Quant en 305, Constance Chlore devint chef de l’empire le jeune fils le suivit en Bretagne où il prit part à la campagne de guerre contre les Pitti pour ensuite lui succéder à sa mort par acclamation de l’armée. Parmi les premières mesures prises le nouvel empereur rappela aussitôt sa mère Hélène Flavie Giulia en lui conférant le titre de Augusta (impératrice). Hélène , dont l’effigie fut frappée sur les pièces de monnaie, eut, depuis lors, accès au trésor impérial. Les honneurs ne lui montèrent pas à la tête, mais au contraire stimulèrent en elle son penchant naturel envers le prochain qui se caractérisa dans l’aumône, dans l’aide aux nécessités matérielles des pauvres, dans la libération des gens de prison, des mines et le retour d’exil de nombreuses personnes. Les œuvres de miséricorde reflétaient la foi d’Hélène, lumineuse et contagieuse à tel point que beaucoup se demandent dans quelle mesure elle a eu une influence sur son fils et sur la promulgation de l’édit de Milan de 313 qui donna la liberté de culte aux chrétiens après trois siècles de persécutions. On raconte qu’elle prenait part aux célébrations religieuses, en portant des habits modestes pour se confondre dans la foule et invitait les affamés au repas et les servait en personne.

L’Invention de la Vraie Croix en Terre Sainte

Un événement bouleversa la vie de la famille lorsqu’en 326 Constantin fit tue d’abord son fils Crispin, sur instigation de la marâtre Fausta, sa deuxième femme, ensuite cette dernière soupçonnée d’atteinte à son honneur. Face à cette tragédie Hélène, âgée de 78 ans maintint solide sa foi en se rendant en pèlerinage pénitentiel en Terre Sainte. Elle y fit édifier les basiliques de la Nativité à Bethléem, de l’Ascension sur le Mont des Oliviers et poussa Constantin à construire celle de la Résurrection. Sur le Golgotha où elle fit détruire les édifices païens construits par les Romains, eut lieu la prodigieuse invention de la vraie Croix: le cadavre d’un homme couché sur le bois retrouva miraculeusement la vie. Les trois clous qui fixèrent le corps du Christ furent donnés par Hélène à Constantin. Un fut incrusté dans la couronne en fer conservée dans la cathédrale de Monza ,comme pour rappeler qu’il n’existe pas de souverain qui ne soit pas soumis à la volonté de Dieu.
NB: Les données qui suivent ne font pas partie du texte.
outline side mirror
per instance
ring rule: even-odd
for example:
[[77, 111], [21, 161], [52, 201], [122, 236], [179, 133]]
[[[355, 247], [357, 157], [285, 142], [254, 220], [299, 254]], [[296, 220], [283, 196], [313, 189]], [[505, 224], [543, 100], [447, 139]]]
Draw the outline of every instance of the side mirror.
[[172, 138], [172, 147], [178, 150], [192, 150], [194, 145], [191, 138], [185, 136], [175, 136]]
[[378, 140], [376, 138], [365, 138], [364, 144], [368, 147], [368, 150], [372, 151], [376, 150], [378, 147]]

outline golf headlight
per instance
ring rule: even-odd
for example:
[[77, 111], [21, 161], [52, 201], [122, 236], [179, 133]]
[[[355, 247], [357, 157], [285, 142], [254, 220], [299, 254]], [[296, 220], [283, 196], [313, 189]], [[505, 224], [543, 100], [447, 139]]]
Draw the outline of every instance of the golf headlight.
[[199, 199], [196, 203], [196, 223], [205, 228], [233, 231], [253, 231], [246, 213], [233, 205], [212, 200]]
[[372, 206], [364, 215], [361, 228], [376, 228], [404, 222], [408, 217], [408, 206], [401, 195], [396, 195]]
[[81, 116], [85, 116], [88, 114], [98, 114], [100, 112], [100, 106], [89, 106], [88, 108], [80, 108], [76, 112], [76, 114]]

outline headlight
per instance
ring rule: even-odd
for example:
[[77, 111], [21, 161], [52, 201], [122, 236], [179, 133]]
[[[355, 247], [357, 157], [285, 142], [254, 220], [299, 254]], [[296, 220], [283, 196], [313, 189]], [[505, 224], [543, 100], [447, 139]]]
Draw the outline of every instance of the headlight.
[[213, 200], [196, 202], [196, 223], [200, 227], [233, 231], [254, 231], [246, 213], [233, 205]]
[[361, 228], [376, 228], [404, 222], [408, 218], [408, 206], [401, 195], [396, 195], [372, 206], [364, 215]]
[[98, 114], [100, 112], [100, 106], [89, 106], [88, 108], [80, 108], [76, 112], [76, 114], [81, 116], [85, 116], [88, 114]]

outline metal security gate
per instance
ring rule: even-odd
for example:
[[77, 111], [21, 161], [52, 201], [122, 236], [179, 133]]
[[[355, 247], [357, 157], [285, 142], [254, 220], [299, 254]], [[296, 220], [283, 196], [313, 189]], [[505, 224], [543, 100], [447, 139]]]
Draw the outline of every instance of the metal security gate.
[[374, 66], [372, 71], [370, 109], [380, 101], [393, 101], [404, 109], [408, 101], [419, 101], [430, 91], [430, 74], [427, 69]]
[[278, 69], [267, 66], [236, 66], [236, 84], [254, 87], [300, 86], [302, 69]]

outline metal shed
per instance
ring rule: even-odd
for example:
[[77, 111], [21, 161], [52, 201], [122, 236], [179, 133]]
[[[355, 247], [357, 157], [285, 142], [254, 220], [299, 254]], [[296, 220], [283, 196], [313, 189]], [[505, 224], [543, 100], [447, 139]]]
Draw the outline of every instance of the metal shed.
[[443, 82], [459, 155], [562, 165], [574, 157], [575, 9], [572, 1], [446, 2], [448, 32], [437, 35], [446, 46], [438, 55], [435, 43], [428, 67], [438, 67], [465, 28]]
Les précieuses reliques sont aujourd’hui conservées dans la basilique romaine de Sainte Croix en Jérusalem. Hélène meurt en 329, à l’âge de 80 ans en un endroit non identifié. Elle fut assistée par son fils qui fit transporter son corps à Rome sur la via Labicana où il fut enterré dans un mausolée à elle intitulé. Le sarcophage de porphyre , transporté au XIe siècle au Latran, est aujourd’hui conservé dans les Musées du Vatican. Son culte se répandit en Orient comme en Occident où elle est commémorée respectivement le 21 mai et le 18 aout et associée iconographiquement au symbole de la croix. La personnalité spirituelle d’Hélène fut telle qu’elle a été choisie ensemble avec les saints André, Véronique et Longin pour être placée parmi les statues monumentales qui sont aux pieds des piliers de la coupole de Michel-Ange dans la basilique Vaticane.